Si le licenciement est intervenu avant le début de la maladie, le préavis continue de courir mais l'employeur doit maintenir le salaire pendant la maladie (pendant le délai de protection d'ancienneté). Si la maladie commence après la fin du préavis, elle ne crée aucune prolongation.


Questions fréquentes

Le préavis court-il à partir du jour du licenciement ou de la fin du mois ?

En Suisse, le préavis commence à la fin du mois suivant la notification du licenciement, sauf accord contraire. Si un salarié est licencié le 15 janvier avec 2 mois de préavis, le préavis commence le 31 janvier et se termine le 31 mars. Si le licenciement intervient le 31 janvier, le préavis commence le 28/29 février et se termine le 30 avril. Cette règle de fin de mois est la règle légale par défaut ; le contrat peut prévoir un préavis courant à la date de la notification (sans fin de mois obligatoire).

Peut-on réduire son préavis en accord avec l'employeur ?

Oui. Les deux parties peuvent s'entendre pour une cessation des rapports de travail avant la fin du délai de préavis légal. C'est courant dans les cas de nouvelles opportunités professionnelles ou de départs négociés. L'accord doit être écrit pour être opposable. Dans certains cas, l'employeur libère le salarié de son obligation de travailler tout en lui versant son salaire jusqu'à la fin du préavis (libération de l'obligation de travailler).

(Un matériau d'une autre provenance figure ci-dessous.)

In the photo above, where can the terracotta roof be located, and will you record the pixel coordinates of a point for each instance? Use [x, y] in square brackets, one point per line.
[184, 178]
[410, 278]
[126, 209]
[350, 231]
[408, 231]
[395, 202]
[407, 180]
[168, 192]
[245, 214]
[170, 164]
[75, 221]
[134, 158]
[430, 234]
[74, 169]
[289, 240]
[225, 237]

Que se passe-t-il si l'employeur ne respecte pas le délai de préavis ?

L'employeur doit verser une indemnité compensatrice équivalente aux salaires qui auraient été dus jusqu'à la fin du délai de préavis légal. Cette indemnité est calculée sur le salaire brut complet (incluant le 13e mois au prorata, les allocations de repas contractuelles, les cotisations sociales). Le non-respect du préavis par l'employeur est une faute contractuelle qui peut ouvrir droit à d'autres réparations si un préjudice supplémentaire est documenté (perte d'une opportunité d'emploi, frais liés au départ précipité).